这里没有它喜欢的因果,它已经很久没吃过饭了。
因果瓶有气无力道:“小白脸,你把我喊出来做什么?”
霁明珏冷冷道:“你再管我叫小白脸的话,我就把你从青霜台上扔下去,让你摔个粉身碎骨。”
因果瓶立马就换了一副嘴脸:“道君,您找我有何吩咐,但说无妨。”
他问道:“你能回溯人的记忆?”
因果瓶为自己正名:“我那不是回溯记忆,是重现因果。”
霁明珏觉得没什么区别,不过他还是给了因果瓶一个面子,“什么叫做回溯因果?”
因果瓶:“因果循环,每一种行为都会带来相应的结果。人通常见因不知果,而我则可以回溯产生此种结果的因。”
霁明珏明白了,它的意思是它可以倒推因果。
他看着脚边两只仙鹤,忽然有了想法.
寒崖之下有一座湖,名为镜湖。湖水澄澈如明镜,仿佛人照见人的魂灵。
天光透过霜雾倾泻落在湖面上,天与水,难分清。湖边生长着连绵的青草野花,花瓣飘落在水面,偶有风动时随波逐流,使镜面出现一道道裂纹。

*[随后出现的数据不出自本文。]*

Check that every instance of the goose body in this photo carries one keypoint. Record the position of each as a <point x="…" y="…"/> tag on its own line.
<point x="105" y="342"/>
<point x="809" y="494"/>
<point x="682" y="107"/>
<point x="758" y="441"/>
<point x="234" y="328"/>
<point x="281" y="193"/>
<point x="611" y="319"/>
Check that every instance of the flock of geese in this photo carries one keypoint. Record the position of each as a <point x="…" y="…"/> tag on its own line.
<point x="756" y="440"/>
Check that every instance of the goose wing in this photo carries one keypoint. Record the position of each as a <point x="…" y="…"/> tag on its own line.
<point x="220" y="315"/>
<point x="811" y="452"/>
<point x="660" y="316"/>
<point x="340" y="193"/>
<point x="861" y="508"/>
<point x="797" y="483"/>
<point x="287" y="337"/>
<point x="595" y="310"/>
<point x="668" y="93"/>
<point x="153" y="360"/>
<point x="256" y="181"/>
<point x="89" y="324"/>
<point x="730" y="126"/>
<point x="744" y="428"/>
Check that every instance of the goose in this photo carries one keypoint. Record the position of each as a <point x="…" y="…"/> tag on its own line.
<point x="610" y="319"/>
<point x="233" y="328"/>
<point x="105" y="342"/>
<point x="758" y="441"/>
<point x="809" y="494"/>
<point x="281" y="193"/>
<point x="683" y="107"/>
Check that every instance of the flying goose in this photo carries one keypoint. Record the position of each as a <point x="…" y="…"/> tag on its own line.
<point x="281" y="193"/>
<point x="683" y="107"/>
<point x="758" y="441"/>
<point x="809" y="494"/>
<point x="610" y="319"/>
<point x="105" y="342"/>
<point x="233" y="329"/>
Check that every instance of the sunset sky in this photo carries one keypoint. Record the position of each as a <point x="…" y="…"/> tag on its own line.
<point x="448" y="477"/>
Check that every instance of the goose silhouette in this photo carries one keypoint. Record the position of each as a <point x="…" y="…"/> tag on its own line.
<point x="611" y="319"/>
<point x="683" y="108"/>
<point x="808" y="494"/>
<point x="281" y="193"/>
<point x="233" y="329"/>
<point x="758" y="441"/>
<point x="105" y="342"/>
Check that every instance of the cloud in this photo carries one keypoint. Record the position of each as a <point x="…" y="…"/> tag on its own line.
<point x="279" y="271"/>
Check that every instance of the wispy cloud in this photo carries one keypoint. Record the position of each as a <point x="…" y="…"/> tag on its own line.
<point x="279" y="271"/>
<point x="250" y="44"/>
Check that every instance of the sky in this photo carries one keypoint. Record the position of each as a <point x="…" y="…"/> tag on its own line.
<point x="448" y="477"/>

一位身着缟素的妇人坐于镜湖之上,垂眸看着水中倒影,衣袖随风飘动,湖水泛起涟漪,倒影被揉皱。
妇人正是防风雅。
外间多传闻月天尊兰望舒死后,其夫人防风雅下落不明,有说她已经为月天尊殉情的,又有说她其实已经亡于妖鬼之乱,青霜台对外宣称失踪不过是为了替大小姐月见荷稳固大权。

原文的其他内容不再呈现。